It has been the best part of four years since the release of the grandiose and sonically immense Neon Bible an album so enormous in scope and colossal in sound it was declared an independent republic with its own national anthem Intervention.
Now Arcade Fire have returned with The Suburbs which has already been incessantly compared by music aficionados as Arcade Fire s OK Computer or Automatic for the People despite the fact that those albums are so deeply imbued with emotional resonance for those reviewers that an to attempt to make an objective comparison would be both deeply foolish and journalistically indolent.
Perhaps reflective of the title, this offering is a sprawling sixteen track neighbourhood replete with the usual mix of local extraverts weirdoes and conformists.
For existing fans of Arcade Fire you may think that you are familiar with the troupe of Canadians who have newly moved from obscurity into suburban mp3 players. You saw the removal men take in the glockenspiels violas and French horns and you knew what to expect but when they had their first house party and you were not invited their first track is all piani and unfamiliar.

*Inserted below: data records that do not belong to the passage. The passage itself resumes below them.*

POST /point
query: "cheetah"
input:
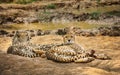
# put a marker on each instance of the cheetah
(72, 52)
(21, 45)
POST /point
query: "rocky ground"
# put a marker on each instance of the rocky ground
(17, 65)
(104, 39)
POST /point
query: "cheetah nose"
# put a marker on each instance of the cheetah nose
(68, 40)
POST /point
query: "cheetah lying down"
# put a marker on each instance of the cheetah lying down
(68, 51)
(72, 52)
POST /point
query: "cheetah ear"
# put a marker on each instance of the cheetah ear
(16, 32)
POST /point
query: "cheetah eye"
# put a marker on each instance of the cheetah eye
(71, 36)
(66, 37)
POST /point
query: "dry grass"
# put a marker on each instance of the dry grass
(102, 44)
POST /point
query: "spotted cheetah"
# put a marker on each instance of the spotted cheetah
(72, 52)
(21, 45)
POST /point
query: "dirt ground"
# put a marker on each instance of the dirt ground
(18, 65)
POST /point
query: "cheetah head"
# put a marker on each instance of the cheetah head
(69, 38)
(22, 36)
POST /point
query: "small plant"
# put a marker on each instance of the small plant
(24, 1)
(95, 15)
(51, 6)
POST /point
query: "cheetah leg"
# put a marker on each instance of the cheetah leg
(102, 56)
(84, 60)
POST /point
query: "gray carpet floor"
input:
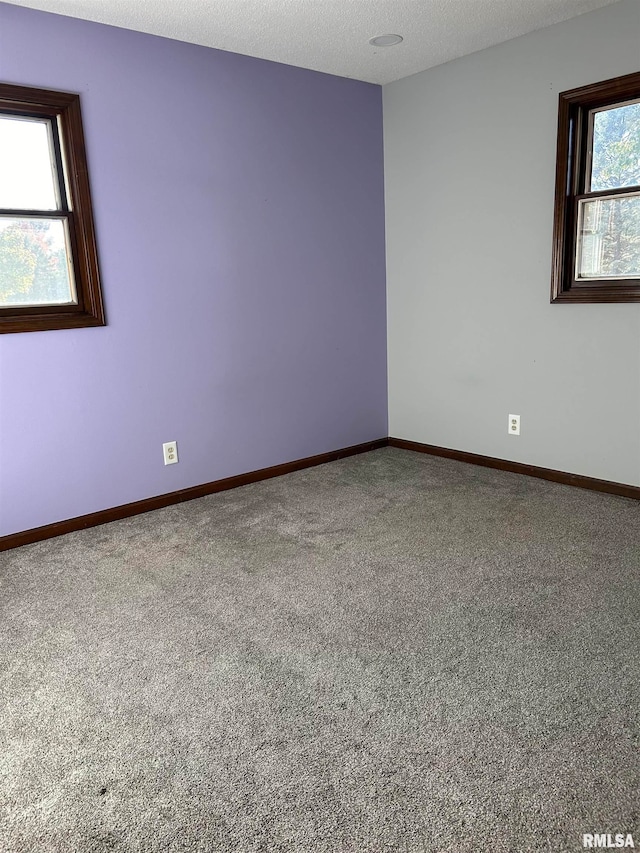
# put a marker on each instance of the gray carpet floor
(392, 652)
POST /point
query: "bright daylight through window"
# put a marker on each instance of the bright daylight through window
(597, 212)
(48, 261)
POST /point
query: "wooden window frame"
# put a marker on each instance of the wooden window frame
(571, 170)
(63, 110)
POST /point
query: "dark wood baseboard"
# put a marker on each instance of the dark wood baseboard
(48, 531)
(93, 519)
(521, 468)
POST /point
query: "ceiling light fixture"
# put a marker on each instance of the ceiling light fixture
(386, 41)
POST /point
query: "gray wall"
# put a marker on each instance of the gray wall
(469, 172)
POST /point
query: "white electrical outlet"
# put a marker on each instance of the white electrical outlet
(170, 452)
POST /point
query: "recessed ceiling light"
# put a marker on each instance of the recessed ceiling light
(385, 41)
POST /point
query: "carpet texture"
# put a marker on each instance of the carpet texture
(391, 652)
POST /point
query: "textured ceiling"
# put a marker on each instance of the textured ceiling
(332, 35)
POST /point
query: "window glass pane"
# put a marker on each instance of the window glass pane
(34, 267)
(609, 237)
(27, 171)
(616, 148)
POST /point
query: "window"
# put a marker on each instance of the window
(596, 251)
(48, 261)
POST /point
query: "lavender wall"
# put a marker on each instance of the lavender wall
(240, 224)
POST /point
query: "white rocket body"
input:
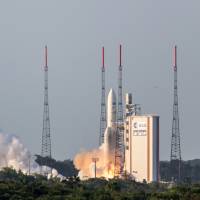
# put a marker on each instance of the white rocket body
(111, 130)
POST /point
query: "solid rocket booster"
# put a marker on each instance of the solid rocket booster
(110, 132)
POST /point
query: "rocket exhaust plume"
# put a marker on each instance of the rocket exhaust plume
(14, 154)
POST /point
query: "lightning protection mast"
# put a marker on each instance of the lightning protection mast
(46, 138)
(175, 158)
(103, 102)
(119, 149)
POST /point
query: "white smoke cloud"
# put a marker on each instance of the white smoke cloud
(14, 154)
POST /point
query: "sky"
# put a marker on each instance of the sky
(75, 31)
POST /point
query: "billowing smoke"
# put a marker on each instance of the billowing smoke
(14, 154)
(84, 161)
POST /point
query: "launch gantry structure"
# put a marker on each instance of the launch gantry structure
(119, 149)
(103, 102)
(175, 157)
(46, 138)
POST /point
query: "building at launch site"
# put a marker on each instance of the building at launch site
(141, 141)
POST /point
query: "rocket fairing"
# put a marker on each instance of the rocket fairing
(111, 129)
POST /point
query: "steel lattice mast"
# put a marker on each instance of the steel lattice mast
(119, 149)
(175, 158)
(46, 138)
(103, 102)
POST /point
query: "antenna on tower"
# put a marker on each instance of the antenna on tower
(119, 149)
(103, 102)
(46, 138)
(175, 157)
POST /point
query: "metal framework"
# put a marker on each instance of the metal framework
(119, 149)
(46, 139)
(175, 158)
(103, 102)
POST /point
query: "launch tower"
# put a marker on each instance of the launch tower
(119, 149)
(103, 102)
(46, 139)
(175, 157)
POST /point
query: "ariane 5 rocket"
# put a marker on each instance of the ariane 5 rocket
(111, 130)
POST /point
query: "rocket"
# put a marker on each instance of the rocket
(111, 129)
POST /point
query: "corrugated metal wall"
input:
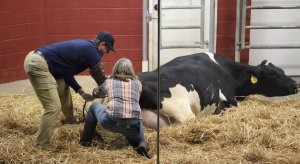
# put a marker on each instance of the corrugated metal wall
(28, 24)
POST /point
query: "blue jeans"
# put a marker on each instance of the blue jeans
(132, 129)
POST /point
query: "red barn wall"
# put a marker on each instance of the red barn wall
(226, 22)
(28, 24)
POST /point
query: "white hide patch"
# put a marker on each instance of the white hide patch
(182, 105)
(212, 57)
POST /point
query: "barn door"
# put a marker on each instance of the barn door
(274, 33)
(187, 26)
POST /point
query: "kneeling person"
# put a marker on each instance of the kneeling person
(123, 112)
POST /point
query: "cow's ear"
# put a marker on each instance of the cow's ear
(264, 62)
(253, 75)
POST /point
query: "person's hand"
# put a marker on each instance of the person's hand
(85, 96)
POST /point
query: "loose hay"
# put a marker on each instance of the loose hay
(258, 131)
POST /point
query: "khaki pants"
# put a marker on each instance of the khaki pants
(54, 95)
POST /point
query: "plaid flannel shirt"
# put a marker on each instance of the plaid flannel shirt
(123, 97)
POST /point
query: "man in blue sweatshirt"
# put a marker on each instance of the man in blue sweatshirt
(51, 71)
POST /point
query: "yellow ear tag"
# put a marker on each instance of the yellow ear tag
(253, 79)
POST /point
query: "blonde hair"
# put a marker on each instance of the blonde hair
(123, 70)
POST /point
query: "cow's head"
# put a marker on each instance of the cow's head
(269, 80)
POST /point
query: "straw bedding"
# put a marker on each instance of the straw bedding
(258, 131)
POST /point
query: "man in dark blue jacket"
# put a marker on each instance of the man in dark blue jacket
(51, 71)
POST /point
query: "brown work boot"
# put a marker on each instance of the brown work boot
(143, 150)
(88, 134)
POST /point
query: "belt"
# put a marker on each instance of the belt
(39, 53)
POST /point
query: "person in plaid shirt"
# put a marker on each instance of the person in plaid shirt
(122, 113)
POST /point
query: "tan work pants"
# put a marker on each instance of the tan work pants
(54, 95)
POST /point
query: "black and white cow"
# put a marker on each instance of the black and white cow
(206, 82)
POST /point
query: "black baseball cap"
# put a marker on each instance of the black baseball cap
(108, 39)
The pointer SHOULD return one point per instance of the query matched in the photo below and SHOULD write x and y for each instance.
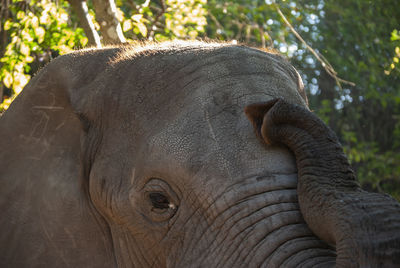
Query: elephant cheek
(253, 223)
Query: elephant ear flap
(47, 218)
(256, 113)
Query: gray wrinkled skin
(97, 131)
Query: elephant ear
(47, 218)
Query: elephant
(181, 154)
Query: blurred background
(347, 52)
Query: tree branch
(324, 62)
(85, 21)
(106, 16)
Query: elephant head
(141, 156)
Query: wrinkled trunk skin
(364, 227)
(254, 223)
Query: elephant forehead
(217, 139)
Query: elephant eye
(159, 201)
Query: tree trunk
(106, 16)
(85, 21)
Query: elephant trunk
(363, 226)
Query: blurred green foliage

Arcade Fire almost developed a leitmotif with Funeral and Neon Bible and although you will recognise them, they do sound different here. Urgent with Month of May poppy with Sprawl II and introspective with We Used to Wait.
Less likely to thrill but certainly providing accomplished chord progressions are Rococo and City With No Children the latter being somewhat atypical and riffy for Arcade Fire.
Rightfully you should be apprehensive of such an expansive musical metropolis and almost inevitably a record of such verboseness will be contractually obliged to contain a higher percentage of less welcome tracks. You will skip.
Admittedly a fairly obscure and difficult to love band, Arcade Fire go from strength to super-strength with The Suburbs.
Although the songs are less big here they are more like songs and less like operatic performance and maybe this could just make them the household name they probably deserve to be.
Difficult third album? Different third album.